While you may be new to fundraising I'm sure that you will realize that fundraising is not new itself. There are professional fundraising organizations and professional fundraisers - some of them even advertise.
When you are new at something and you want to learn more - you do just that - you learn! You have access to the Internet and I'm sure that there is a library and/or bookstore somewhere near you.
There are sites that keep a database of foundations that offer grants and a lot of them charge a fee for you to be able to access that database. Some charge you monthly and there are some that charge you once. I, try to avoid these because I can find just as much information on my own and sometimes will find some that THEY don't even have yet. Another thing that you have to realize is that grants and the entities that award them - some of them are discontinued and new ones are created. For instance I know of a $100,000 grant program that is going to be offered by the IRS for the 2005 tax season. Nowhere else have I seen this mentioned except for the IRS's site itself. So I don't think that there is one better source for foundation grant info because not one source has them all.
There are companies that sell business addresses by the zipcode and you can find them doing an Internet search. But as you might be crunched as far as money goes I would just simply find out the information on my own. You can bypass a lot of the expenses if you do the work yourself. However if its because of time or experience constraints then it just might be easier for you to bear the expense.
Grantwriters, like fundraisers, also advertise as well. You may be able to get someone if you ask around or tell people that you are looking for one. You could also advertise for one yourself. It may even come to the point where you may not even need one if you can do the application process yourself as some of them require the most simplest of paperwork to submit your application.
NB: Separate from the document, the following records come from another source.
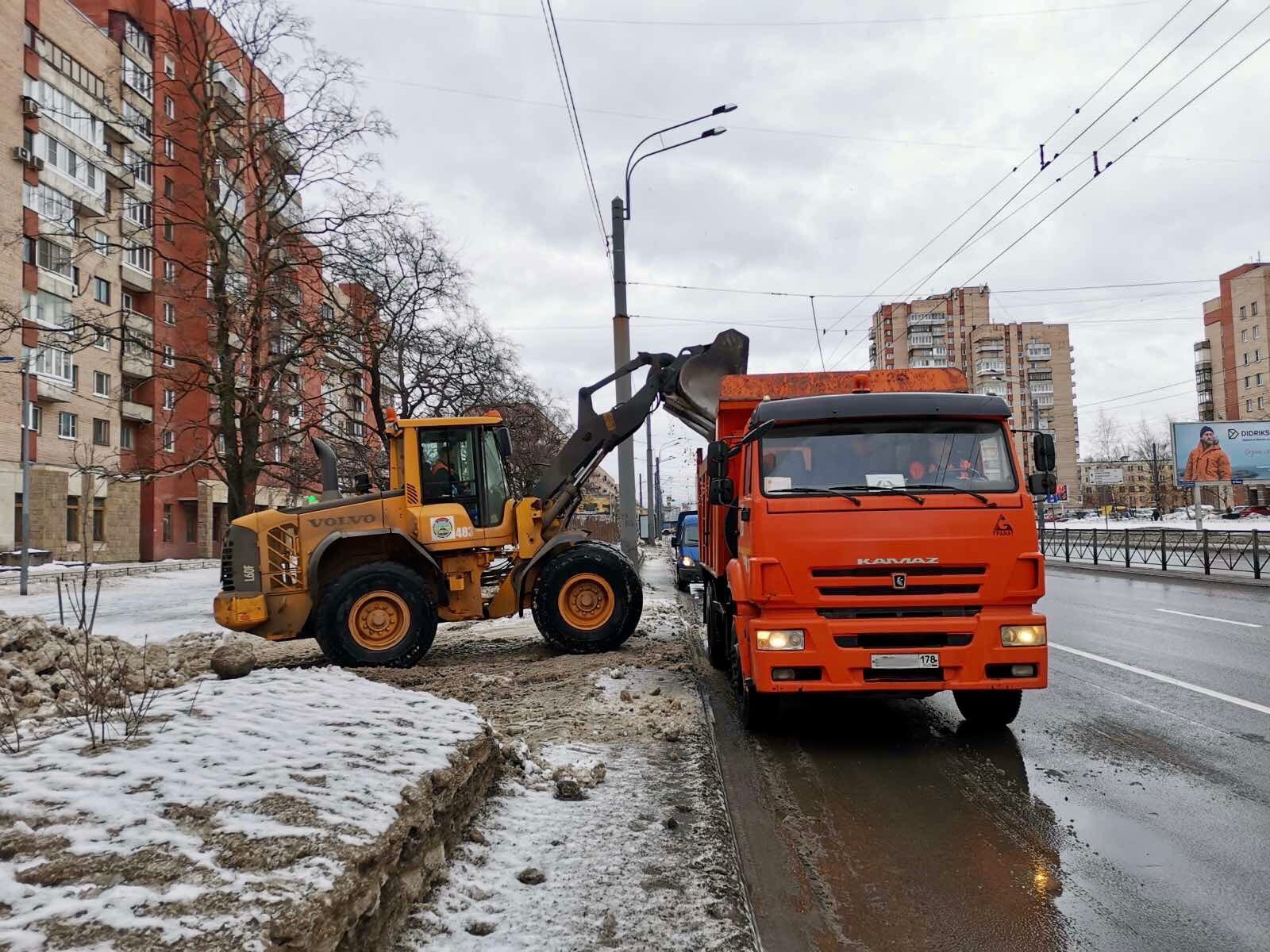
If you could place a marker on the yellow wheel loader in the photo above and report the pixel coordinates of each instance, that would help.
(368, 575)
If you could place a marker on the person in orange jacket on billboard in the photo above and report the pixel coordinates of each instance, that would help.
(1208, 463)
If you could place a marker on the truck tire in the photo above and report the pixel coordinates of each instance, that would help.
(717, 639)
(753, 708)
(376, 616)
(587, 600)
(988, 708)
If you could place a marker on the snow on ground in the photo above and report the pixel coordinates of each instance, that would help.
(137, 608)
(622, 867)
(233, 804)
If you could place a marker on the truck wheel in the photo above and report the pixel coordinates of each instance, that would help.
(587, 600)
(717, 644)
(988, 708)
(753, 710)
(379, 615)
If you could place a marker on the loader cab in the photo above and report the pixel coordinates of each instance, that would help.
(459, 463)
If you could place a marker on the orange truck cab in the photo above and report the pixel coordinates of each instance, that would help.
(870, 532)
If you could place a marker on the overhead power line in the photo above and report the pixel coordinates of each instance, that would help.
(575, 121)
(768, 25)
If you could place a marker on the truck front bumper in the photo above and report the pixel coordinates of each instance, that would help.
(239, 612)
(838, 654)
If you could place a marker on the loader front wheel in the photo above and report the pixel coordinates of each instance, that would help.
(587, 600)
(379, 615)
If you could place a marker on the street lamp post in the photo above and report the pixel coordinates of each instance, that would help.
(25, 432)
(622, 325)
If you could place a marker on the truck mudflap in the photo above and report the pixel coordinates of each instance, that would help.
(895, 658)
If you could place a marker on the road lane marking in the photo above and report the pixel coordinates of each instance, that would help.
(1165, 678)
(1210, 619)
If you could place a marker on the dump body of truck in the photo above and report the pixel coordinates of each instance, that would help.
(879, 539)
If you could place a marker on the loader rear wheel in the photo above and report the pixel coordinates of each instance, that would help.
(379, 615)
(587, 600)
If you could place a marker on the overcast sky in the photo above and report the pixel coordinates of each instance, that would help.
(855, 144)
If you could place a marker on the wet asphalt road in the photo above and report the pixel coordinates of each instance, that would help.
(1122, 812)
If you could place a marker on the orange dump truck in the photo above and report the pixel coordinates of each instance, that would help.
(872, 533)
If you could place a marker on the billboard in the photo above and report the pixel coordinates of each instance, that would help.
(1221, 452)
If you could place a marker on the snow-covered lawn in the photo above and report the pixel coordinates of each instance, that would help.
(239, 801)
(135, 608)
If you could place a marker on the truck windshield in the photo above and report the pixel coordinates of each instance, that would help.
(863, 455)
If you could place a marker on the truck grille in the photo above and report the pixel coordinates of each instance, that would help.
(920, 581)
(228, 562)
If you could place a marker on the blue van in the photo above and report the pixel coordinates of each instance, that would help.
(687, 552)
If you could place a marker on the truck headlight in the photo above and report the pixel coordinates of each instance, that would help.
(1022, 635)
(780, 640)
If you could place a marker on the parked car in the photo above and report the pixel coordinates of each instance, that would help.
(687, 552)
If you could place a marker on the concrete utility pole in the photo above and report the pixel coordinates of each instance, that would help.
(622, 355)
(648, 463)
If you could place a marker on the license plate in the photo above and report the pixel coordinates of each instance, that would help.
(899, 662)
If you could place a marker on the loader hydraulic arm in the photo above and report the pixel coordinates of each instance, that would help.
(689, 382)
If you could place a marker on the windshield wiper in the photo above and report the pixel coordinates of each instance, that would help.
(816, 492)
(888, 490)
(956, 489)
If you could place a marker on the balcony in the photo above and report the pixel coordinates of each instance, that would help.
(228, 93)
(52, 390)
(918, 321)
(133, 410)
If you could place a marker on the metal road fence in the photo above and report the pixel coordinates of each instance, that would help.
(105, 570)
(1193, 550)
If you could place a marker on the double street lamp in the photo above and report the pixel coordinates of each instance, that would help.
(622, 323)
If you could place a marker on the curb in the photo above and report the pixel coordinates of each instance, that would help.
(1179, 575)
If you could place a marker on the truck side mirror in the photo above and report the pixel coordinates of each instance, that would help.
(1043, 452)
(1043, 484)
(717, 460)
(503, 441)
(723, 492)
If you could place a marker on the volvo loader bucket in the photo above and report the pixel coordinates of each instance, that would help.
(694, 395)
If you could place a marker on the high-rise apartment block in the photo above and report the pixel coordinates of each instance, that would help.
(106, 111)
(1232, 362)
(1028, 365)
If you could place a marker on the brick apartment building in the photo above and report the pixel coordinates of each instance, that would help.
(1232, 362)
(1029, 365)
(101, 94)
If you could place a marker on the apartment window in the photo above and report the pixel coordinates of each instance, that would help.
(99, 520)
(139, 79)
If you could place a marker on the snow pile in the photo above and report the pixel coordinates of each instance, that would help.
(36, 663)
(629, 865)
(249, 795)
(135, 608)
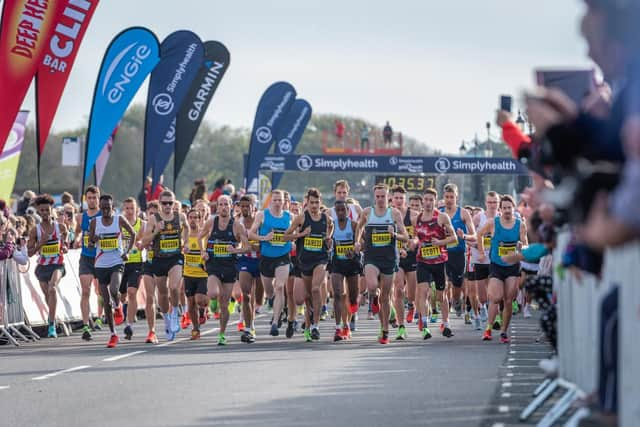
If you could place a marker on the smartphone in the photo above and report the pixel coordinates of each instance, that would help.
(506, 102)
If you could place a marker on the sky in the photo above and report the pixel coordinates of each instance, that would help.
(434, 69)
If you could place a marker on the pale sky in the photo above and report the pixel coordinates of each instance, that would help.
(434, 69)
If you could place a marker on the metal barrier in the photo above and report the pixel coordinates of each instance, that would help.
(579, 302)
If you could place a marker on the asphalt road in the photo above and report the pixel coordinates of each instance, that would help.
(276, 381)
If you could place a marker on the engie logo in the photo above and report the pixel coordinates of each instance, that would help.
(263, 135)
(123, 70)
(162, 104)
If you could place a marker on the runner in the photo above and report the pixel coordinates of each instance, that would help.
(86, 268)
(167, 230)
(406, 275)
(313, 231)
(133, 267)
(105, 230)
(345, 265)
(223, 235)
(434, 233)
(194, 274)
(508, 234)
(269, 228)
(381, 226)
(48, 240)
(465, 231)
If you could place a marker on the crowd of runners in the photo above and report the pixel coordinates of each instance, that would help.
(410, 259)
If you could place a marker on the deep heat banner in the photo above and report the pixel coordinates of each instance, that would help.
(129, 59)
(272, 109)
(181, 55)
(26, 29)
(216, 63)
(55, 67)
(290, 132)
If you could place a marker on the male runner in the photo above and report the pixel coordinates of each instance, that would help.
(508, 234)
(381, 226)
(105, 231)
(463, 225)
(48, 239)
(167, 230)
(313, 230)
(269, 228)
(86, 268)
(434, 233)
(223, 234)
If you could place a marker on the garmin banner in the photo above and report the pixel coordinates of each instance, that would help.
(129, 59)
(26, 29)
(57, 61)
(272, 109)
(181, 55)
(290, 132)
(393, 164)
(216, 62)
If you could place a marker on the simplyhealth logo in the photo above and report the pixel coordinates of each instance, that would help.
(123, 69)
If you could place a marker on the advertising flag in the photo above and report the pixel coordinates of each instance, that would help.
(10, 157)
(26, 29)
(129, 59)
(56, 64)
(290, 132)
(181, 55)
(272, 109)
(216, 62)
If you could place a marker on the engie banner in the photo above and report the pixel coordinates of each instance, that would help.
(181, 55)
(129, 59)
(216, 63)
(272, 109)
(26, 28)
(57, 61)
(290, 132)
(10, 157)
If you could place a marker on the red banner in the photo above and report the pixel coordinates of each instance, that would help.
(27, 26)
(57, 61)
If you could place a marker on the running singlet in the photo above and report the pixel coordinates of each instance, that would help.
(426, 231)
(50, 252)
(168, 242)
(193, 262)
(86, 221)
(504, 242)
(276, 247)
(313, 247)
(457, 222)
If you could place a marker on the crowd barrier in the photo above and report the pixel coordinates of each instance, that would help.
(579, 321)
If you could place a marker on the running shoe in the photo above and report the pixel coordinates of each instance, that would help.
(274, 332)
(86, 333)
(151, 338)
(290, 329)
(222, 340)
(402, 333)
(247, 337)
(426, 334)
(113, 341)
(128, 332)
(118, 315)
A lot of grants can be applied for online (besides the regular snail mail way). A lot of the foundations have contact information including email addresses and phone numbers.
The best tip that I could give you (without knowing what kind of organization it is) is to first define the objective of your organization. Let's say your organization is to help care for abused animals. There are many grants for that from foundations, sponsors, etc. I even read about one organization that was featured in a newspaper article and someone that read the article donated $1000 to the organization.
You have to have some kind of business plan for your organization (as the other reply said). Having your objectives (and plan) down on paper so that you can see it will make things easier for you - especially since you are wearing so many hats with your organization.
What is the objective of your organization?
What is your organization's identity? Meaning your organization's basic identity which is contact information. What about a logo that is easily identifiable with your organization? I'm sure that you have seen many organizations with logos. Logos help to make your organization more easily identifiable. What about literature? Do you have a newsletter, a press release, a webpage? What about a database of anything to potential donors to those that have actually donated. You have to make, keep and maintain records - especially if you are a tax-deductible non-profit.
A lot of organizations have been started with the most geniuine of reasons and by people who didn't know what they were getting into but they managed to continue and make their organizations successful. You have to realize that nobody knows it all and you have to take one step at a time and sometimes those steps will be baby steps.